Except some items like rice and flour, prices of many essentials have increased significantly again during the past couple of months due to shortage in supply from the importers or domestic sources.
   Importers claimed there has been a rise in prices of many commodities in the international market which reduced procurement, resulting in shortage in supply, thus pushed up prices of those commodities, said market observers.
   Prices of pulses, edible oil, sugar, egg, potato and spices are among the commodities that showed an upward trend, New Age found while monitoring the city markets.
   Among major pulses, the ordinary grade imported red lentil on Sunday sold between Tk 90 and Tk 94 per kilogram while they sold at Tk 80 to Tk 82 per kg a month ago. Husked moog dal was sold at Tk 100 per kg on Sunday against its price at Tk 80 a couple of months back.
   Although moog dal is mostly sourced from local production but for red lentils Bangladesh now mostly depends on imports.
   ‘Price of lentils started increasing again in international market from early this year due to low production in countries like India and Turkey,’ said Nesar Uddin, a pulse importer.
   Emdad Hossain Malek, chief of the market monitoring cell at the Consumer Association of Bangladesh, says many importers import lentils in advance and stock at large scale, so, he feels, ‘Raising the prices of lentils instantly responding to any uptrend in international market is unjustified.’
   According to Emdad, sugar prices had also started to increase from mid-March when the market was informed that there was less production in the government-owned sugar mills this year.
   Sugar sold at retail market at Tk 40 per kg on Sunday against Tk 32 even in mid-March.
   The government-owned sugar mills produced some 74,000 tons of sugar against nearly 150,000 tones in the previous year.
   Haji Abul Hashem, general secretary of the Bangladesh Sugar Merchants’ Association, however said the local private sector refiners of imported raw-sugar, mainly feed the 10-lakh-ton market here.
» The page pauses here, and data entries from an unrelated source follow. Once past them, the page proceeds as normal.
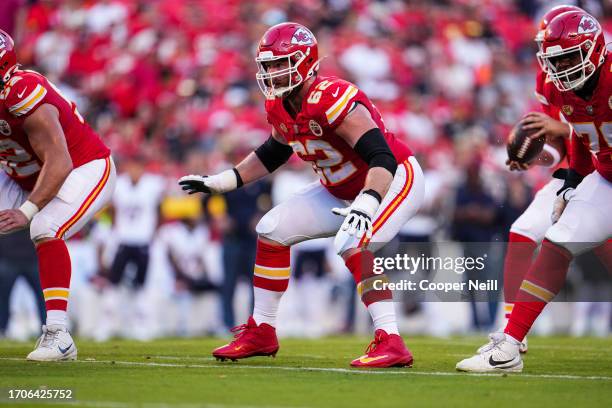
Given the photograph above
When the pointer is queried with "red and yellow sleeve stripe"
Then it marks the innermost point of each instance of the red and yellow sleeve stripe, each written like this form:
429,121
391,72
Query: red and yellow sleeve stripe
341,104
56,294
30,102
272,273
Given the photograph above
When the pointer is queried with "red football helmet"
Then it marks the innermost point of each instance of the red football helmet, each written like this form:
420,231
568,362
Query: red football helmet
545,20
8,57
291,43
574,35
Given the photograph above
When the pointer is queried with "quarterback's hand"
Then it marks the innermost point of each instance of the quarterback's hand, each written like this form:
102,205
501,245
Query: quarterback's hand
225,181
358,217
560,203
544,126
12,220
517,166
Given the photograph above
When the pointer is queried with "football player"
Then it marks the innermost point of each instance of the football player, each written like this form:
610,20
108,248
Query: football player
57,174
527,232
370,185
574,53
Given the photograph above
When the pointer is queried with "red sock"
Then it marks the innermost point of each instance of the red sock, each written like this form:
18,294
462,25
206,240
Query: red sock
270,280
519,255
543,281
272,267
361,265
54,270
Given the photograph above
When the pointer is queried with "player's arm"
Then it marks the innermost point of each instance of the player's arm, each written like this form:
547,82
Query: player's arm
581,164
361,132
48,141
272,154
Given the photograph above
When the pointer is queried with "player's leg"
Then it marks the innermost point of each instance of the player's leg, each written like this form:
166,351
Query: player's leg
306,215
526,233
86,190
584,225
11,195
401,203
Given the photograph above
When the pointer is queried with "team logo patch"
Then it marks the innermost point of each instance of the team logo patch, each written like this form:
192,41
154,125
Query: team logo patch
315,128
302,37
587,25
5,128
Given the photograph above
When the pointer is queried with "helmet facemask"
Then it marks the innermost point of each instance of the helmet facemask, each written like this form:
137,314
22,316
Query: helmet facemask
575,76
265,79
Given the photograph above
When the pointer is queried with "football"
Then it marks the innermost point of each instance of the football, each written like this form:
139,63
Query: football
521,147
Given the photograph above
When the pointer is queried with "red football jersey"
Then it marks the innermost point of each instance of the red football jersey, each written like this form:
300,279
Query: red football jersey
312,134
22,95
591,145
544,91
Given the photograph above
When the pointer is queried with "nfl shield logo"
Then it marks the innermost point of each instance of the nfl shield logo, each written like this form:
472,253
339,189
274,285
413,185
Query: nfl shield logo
5,129
315,128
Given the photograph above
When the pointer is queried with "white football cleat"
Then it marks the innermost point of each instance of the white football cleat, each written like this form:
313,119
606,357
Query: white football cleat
491,343
501,354
55,344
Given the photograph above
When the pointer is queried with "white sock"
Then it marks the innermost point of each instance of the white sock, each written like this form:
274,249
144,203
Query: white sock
383,316
266,306
57,318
   ‘Massive decline in sugar production in India has mainly made global market unstable,’ owner of a leading sugar refiner argued.
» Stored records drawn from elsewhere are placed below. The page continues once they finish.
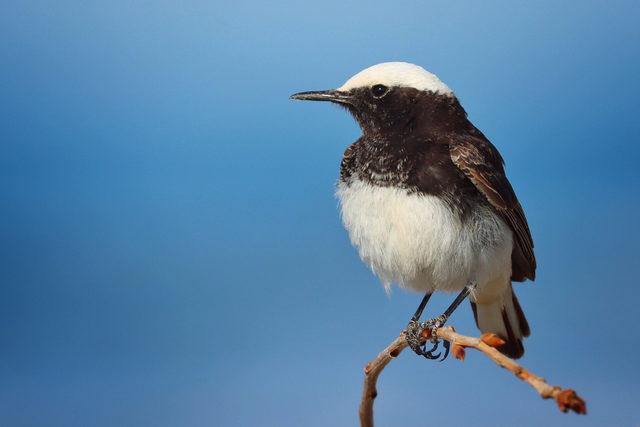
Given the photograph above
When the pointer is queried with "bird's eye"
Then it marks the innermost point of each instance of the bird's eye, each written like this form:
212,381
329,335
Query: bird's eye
378,91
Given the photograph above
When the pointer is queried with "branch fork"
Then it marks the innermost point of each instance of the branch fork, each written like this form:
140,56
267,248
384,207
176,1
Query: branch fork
566,399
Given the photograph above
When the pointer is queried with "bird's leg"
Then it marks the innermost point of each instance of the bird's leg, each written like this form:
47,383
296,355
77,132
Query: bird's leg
415,329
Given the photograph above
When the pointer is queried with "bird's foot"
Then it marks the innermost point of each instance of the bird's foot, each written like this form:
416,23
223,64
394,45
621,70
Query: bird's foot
415,336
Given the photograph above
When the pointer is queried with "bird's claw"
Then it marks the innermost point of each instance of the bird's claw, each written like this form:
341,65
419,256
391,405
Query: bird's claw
418,344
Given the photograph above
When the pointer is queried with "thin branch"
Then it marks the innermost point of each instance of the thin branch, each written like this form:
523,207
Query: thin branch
567,399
   Edible oil that in the previous two years had been in the news headlines due to its ever rising and exorbitant prices, started to decline from October onwards in 2008. The price of Soya Bean oil, after rising at Tk 130 a litre came down to Tk 70 by early April, but it is now selling between Tk 85 and Tk 87 per litre.
   ‘If we recall our previous experience, there is no reason to believe that edible oil millers are playing fairly in market and so the government should strictly monitor them,’ Shafiul Alam, a shopper at Nakhalpara bazaar, said on Sunday.
   The commerce ministry has already held at least two meetings with the edible oil millers and sellers in the last couple of months, but at the retail level oil prices continued to increase.
   Spices, especially garlic and ginger, which were selling at comparatively lower prices earlier, also started selling at higher prices in the last couple of weeks. Market sources attributed such rise to a reduced supply from importers.
   Garlic was being retailed between Tk 32 and Tk 72 per kilogram on Sunday against the price of Tk 26 and Tk 60 a month ago. Ginger sold between Tk 45 and Tk 75 against Tk 36 and Tk 62 a few weeks back.
   Eggs and potatoes are the products for which the local market depends totally on local production, but their prices have also increased sharply.
   Potato sold between Tk 22 and Tk 24 per kilogram on Sunday against Tk 14 and Tk 16 just two months back. Eggs sold at Tk 90 per dozen against Tk 80 a month back and Tk 60 a year ago.
   ‘Small stocks of potato at cold storages due to a bad production this year are mainly pushing up potato prices,’ said a senior official at the Bangladesh Cold Storage Association.
   Mohiuddin Ahmed, general secretary of the Bangladesh Egg Producers’ Association, argued that high price of one-day-old-chics and increased price of feed ingredients are causing a rise in price of eggs.
   Mohiuddin said with Ranikhet disease, spread due to high temperature in March and April, killed thousands of hens in many farms and declining production has raised eggs prices.
   Mohiudddin observed that by keeping prices of chicken and feed ingredients irrationally high, a section of breeders and feed suppliers were responsible for raising the cost of egg productions.